Se produce una paradoja en las sociedades actuales: cuanto más dura la vida, más próxima sentimos la muerte y, al mismo tiempo, menos gozamos la vida. Presenciamos el fin como algo inmediato y pronto somos domados por la angustia y la desesperación. El miedo a perder la vida nos lleva a la mera supervivencia, que no es otra cosa que la no-vida.
Esto sucede porque hemos desnaturalizado la muerte. La victoria de la medicina la ha alejado progresivamente de nosotros, haciendo que sea vista como una cosa extraña e insondable. También nosotros hemos participado de este extrañamiento, alejándonos de todo aquello que nos rememore la muerte. En este sentido, los funerales han ido perdiendo esa fuerza y vigor públicos para pasar a ser algo privado, íntimo. Cada vez molesta más que personas ajenas a nuestro núcleo más cercano se acerquen a velar a nuestros allegados. En muchos tanatorios ni siquiera admiten flores. La muerte ha dejado de ser algo familiar, conocido, y se ha vuelto una cosa avergonzante que no debe ser vista ni compartida con los demás.

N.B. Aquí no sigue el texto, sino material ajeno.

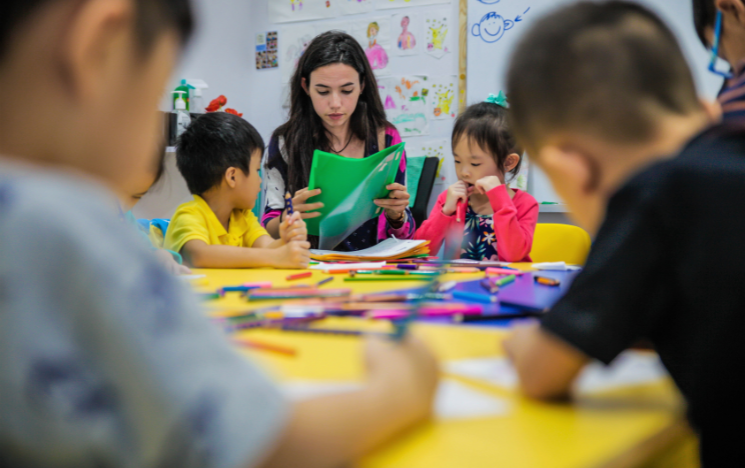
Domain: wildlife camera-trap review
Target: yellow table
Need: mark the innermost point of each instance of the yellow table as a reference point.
(641, 426)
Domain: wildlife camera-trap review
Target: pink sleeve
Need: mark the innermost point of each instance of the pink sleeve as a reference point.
(514, 223)
(436, 227)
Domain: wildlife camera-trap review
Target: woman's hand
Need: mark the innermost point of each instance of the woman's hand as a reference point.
(396, 203)
(306, 210)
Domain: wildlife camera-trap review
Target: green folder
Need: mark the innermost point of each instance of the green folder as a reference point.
(349, 187)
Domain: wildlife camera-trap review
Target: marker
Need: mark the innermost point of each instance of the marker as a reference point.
(504, 271)
(288, 204)
(265, 346)
(504, 280)
(547, 281)
(324, 281)
(306, 274)
(475, 297)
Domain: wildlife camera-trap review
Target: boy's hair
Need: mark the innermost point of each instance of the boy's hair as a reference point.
(486, 124)
(704, 14)
(605, 68)
(153, 16)
(211, 145)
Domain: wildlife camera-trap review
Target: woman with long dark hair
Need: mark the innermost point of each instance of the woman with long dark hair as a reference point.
(335, 107)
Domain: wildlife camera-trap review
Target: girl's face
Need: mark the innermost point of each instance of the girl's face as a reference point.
(473, 163)
(334, 90)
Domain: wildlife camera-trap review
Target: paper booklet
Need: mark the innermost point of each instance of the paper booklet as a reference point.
(389, 249)
(349, 187)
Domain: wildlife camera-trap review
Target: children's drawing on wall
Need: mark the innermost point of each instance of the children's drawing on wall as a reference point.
(266, 50)
(439, 149)
(292, 46)
(353, 7)
(407, 29)
(437, 34)
(374, 35)
(375, 53)
(404, 99)
(442, 97)
(492, 26)
(285, 11)
(383, 4)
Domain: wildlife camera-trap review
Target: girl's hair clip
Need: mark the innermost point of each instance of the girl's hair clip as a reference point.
(499, 99)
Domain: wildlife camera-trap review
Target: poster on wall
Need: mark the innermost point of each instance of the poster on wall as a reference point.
(442, 97)
(353, 7)
(438, 34)
(266, 50)
(374, 35)
(404, 99)
(407, 34)
(292, 45)
(286, 11)
(439, 149)
(382, 4)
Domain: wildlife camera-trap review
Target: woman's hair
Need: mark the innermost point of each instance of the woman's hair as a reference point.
(304, 131)
(486, 125)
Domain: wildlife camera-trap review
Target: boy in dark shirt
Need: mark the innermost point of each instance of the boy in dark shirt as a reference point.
(602, 97)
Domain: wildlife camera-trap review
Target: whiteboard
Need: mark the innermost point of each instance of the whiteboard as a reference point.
(488, 55)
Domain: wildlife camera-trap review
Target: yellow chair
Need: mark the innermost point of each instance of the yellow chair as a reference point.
(560, 243)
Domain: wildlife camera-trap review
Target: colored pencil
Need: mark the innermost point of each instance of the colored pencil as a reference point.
(266, 346)
(297, 276)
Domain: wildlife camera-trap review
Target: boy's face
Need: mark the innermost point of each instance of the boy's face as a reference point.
(473, 163)
(248, 187)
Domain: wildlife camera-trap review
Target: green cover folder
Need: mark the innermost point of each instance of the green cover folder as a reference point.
(348, 188)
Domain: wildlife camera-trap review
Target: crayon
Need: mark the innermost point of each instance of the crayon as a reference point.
(546, 281)
(253, 344)
(296, 276)
(475, 297)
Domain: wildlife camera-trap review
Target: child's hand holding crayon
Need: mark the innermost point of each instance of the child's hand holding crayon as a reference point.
(487, 183)
(293, 228)
(458, 192)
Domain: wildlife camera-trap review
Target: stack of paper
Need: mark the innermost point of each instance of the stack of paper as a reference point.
(389, 249)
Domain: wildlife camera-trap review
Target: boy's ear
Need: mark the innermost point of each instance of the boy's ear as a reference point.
(736, 8)
(510, 162)
(84, 55)
(230, 177)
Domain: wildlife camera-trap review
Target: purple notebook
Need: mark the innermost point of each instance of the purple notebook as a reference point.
(524, 292)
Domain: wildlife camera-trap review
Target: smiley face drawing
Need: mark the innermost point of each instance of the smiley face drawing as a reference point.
(491, 28)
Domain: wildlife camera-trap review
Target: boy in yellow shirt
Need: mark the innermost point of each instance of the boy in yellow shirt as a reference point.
(219, 156)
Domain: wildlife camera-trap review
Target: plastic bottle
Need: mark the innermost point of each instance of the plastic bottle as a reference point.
(183, 119)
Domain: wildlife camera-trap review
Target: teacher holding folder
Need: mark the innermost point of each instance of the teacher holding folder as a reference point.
(335, 107)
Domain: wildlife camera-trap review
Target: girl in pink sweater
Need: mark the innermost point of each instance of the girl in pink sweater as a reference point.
(487, 219)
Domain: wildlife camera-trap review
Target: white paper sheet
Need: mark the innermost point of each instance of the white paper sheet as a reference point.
(453, 401)
(353, 7)
(406, 33)
(387, 248)
(629, 369)
(285, 11)
(438, 33)
(292, 44)
(383, 4)
(348, 266)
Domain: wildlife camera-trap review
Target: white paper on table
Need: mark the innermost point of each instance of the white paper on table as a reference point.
(630, 368)
(348, 266)
(453, 401)
(388, 248)
(555, 266)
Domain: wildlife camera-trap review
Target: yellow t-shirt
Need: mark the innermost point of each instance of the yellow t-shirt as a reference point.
(195, 220)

La sociedad hoy teme a la muerte. Constantemente somos apercibidos para llevar una dieta saludable mientras se nos muestran la incidencia de las enfermedades cardiovasculares; Nutriscore se encarga de señalarnos aquello que debemos y no debemos comprar. Los gobiernos elaboran campañas publicitarias que muestran las consecuencias de la conducción temeraria; las cajetillas de tabaco se acompañan de imágenes terribles sobre los efectos de su consumo; las noticias sobre coronavirus se inundan de gráficos mortuorios. Uno puede pensar que con estas prácticas se pretende preservar la vida, mas yo creo que con ello lo que realmente se busca es evitar la muerte. Pese a lo que pueda parecer, no es lo mismo. La vida es algo precioso y hay mucho de bueno en ella, pero no debe ser derrochada en evitar la llegada de la parca; eso es supervivencia. Vivir es lo contrario: es crear, fabricar relaciones y significados duraderos, dolor y sacrificios. La vida desafía a la muerte; se expone a ella pero no la teme, la reta. El superviviente no puede permitirse este lujo; no tiene ni tiempo ni recursos para ello, todo lo gasta en eludir el más allá.
El pánico a la muerte hace que tampoco dejemos ir del todo a los que ya no están con nosotros, pues desconfiamos de su suerte. No los dejamos marchar. Los hombres del pasado que la tenían por algo natural sabían que sus seres queridos estaban a buen recaudo y, por tanto, podían dedicar sus energías a honrar su memoria; es decir, a enorgullecerse de que la vida había tenido lugar. Esta nueva Alexa representa el temor paralizante que existe en la sociedad contemporánea. No nos podemos permitir que nuestros fallecidos hagan el tránsito, lo que hay —y no hay— al otro lado nos aterra y necesitamos mantenerlos con nosotros; solo así podremos vivir en paz.
Llegados a este punto, el lector debe preguntarse si esta desnaturalización nos traerá alguna alegría porque yo creo, sinceramente, que serán todo desgracias.